Steve McNeilly, director of NGHS’ Health Partners Network, spoke to that issue during a Greater Hall Chamber of Commerce forum on health care reform last week at the Brenau Downtown Center.

“We’re in an environment called fee-for-service, which means if a physician or hospital bills for a service, they expect to be paid for that service,” he said.

“It doesn’t really matter if it’s an appropriate service or whether we have had three of the same services done in the same week, we get paid. And that’s flawed. There’s a lot of waste and duplication in our health care system today.”

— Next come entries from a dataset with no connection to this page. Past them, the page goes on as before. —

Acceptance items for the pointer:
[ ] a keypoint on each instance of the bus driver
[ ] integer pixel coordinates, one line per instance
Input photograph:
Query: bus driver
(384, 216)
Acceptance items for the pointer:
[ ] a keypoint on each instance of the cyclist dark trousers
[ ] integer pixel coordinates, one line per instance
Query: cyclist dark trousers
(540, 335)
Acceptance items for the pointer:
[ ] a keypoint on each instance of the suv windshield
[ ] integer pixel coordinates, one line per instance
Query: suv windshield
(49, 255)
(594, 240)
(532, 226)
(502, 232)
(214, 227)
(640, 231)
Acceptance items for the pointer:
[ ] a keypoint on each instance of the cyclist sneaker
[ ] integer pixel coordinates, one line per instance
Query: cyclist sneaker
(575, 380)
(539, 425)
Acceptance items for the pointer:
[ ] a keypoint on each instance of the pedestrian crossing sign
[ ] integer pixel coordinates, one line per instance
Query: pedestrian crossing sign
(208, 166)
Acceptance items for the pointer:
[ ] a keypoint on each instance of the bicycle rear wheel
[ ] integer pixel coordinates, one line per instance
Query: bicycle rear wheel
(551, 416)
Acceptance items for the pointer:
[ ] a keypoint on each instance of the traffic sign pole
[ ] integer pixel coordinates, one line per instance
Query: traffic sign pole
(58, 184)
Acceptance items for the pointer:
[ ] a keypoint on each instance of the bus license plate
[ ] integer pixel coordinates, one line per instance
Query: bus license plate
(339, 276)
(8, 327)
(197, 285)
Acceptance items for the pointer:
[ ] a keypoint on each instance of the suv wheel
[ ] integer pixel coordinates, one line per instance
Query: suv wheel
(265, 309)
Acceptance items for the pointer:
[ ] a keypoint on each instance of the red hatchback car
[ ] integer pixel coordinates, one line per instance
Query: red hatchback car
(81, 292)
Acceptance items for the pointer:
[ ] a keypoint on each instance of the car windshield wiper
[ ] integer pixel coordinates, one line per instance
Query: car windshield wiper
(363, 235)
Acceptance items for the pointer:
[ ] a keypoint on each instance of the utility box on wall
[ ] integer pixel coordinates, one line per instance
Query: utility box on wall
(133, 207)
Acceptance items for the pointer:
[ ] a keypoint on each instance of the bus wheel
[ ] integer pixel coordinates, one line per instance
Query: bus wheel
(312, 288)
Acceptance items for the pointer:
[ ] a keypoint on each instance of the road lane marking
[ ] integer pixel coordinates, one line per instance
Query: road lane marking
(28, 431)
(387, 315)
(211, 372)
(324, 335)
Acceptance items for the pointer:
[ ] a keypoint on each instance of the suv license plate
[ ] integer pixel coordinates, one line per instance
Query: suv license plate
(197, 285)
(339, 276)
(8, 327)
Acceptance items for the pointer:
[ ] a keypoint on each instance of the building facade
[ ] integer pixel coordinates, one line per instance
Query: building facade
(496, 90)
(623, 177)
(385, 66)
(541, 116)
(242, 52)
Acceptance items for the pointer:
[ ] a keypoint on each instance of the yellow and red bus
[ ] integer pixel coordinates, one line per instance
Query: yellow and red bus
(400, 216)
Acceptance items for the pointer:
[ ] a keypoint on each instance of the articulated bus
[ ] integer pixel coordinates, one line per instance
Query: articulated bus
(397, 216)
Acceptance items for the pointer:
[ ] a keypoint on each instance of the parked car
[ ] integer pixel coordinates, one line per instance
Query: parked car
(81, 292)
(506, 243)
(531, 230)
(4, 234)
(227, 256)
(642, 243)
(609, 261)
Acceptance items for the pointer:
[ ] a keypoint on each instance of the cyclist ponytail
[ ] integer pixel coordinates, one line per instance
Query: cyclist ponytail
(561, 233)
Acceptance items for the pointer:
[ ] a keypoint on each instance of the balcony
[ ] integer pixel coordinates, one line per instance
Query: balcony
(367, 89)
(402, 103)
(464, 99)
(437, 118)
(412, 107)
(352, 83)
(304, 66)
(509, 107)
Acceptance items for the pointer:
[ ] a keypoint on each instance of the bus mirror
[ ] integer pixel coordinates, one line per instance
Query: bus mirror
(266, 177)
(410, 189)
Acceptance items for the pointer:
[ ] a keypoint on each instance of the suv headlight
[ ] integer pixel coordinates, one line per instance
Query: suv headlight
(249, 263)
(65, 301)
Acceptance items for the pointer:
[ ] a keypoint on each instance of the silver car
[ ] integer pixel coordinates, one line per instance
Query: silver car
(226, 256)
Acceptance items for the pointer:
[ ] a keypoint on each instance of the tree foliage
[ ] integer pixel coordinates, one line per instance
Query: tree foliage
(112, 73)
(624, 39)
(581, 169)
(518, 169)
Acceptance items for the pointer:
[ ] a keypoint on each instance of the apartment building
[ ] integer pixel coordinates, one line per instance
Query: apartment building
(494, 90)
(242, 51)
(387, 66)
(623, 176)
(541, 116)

Burrell said that “having access to consistent information is going to be vital in the future, and that’s not going to happen overnight. We’ve got some strategies in place, so we feel like we’re well positioned in (that) regard. But there’s still a lot of work.

“Overall, we’re staying focused on the basics of being as efficient as we possibly can be in this changing world.”

Mimi Collins, CEO of The Longstreet Clinic, said one major challenge ahead is grasping the full extent of the Georgia health exchange and “how do we identify individuals who have an exchange product.”

The insurance companies participating in Georgia’s exchange are Alliant Health Plan, Kaiser Foundation Health Plan, Peach State, Humana and Blue Cross and Blue Shield of Georgia.

The exchange is open for any Georgian to browse through, but the plans are designed for those outside of employer-based insurance, Medicare or Medicaid.

Tax credits are available for anyone whose income is between 1 and 4 times the federal poverty level and if the amount of the insurance premium exceeds 9.5 percent of their income. Insurance policy amounts vary according to various factors, including age and size of household.

“As far as our organization preparing for this,” Collins said, “we’ve really been looking at ... ways we can provide care in a more efficient manner, that we can focus around those preventive activities that people need.”

Dr. David Westfall, District 2 public health director, said that when health care reform is viewed through the lens of public health, “anything that improves access to basic, affordable quality health care for more people will translate into better health for the public.

“To the extent that the law is able to accomplish some of that ... it should improve the health of the public,” he said.

“One of the things that the law does is it focuses more on prevention and more on increasing resources for the broader public health discipline across the country.”

As a state employee, he added, he can’t take any position on “any of the warring political agendas that (the law) is being held hostage to.”

Funding for the Affordable Care Act is being debated as part of a federal budget bill in Congress, with the fiscal year starting Oct. 1.

The Republican-led House passed a bill last week that provides funding but strips the health care reform law. The bill moves to the Senate, where Democrats are the majority.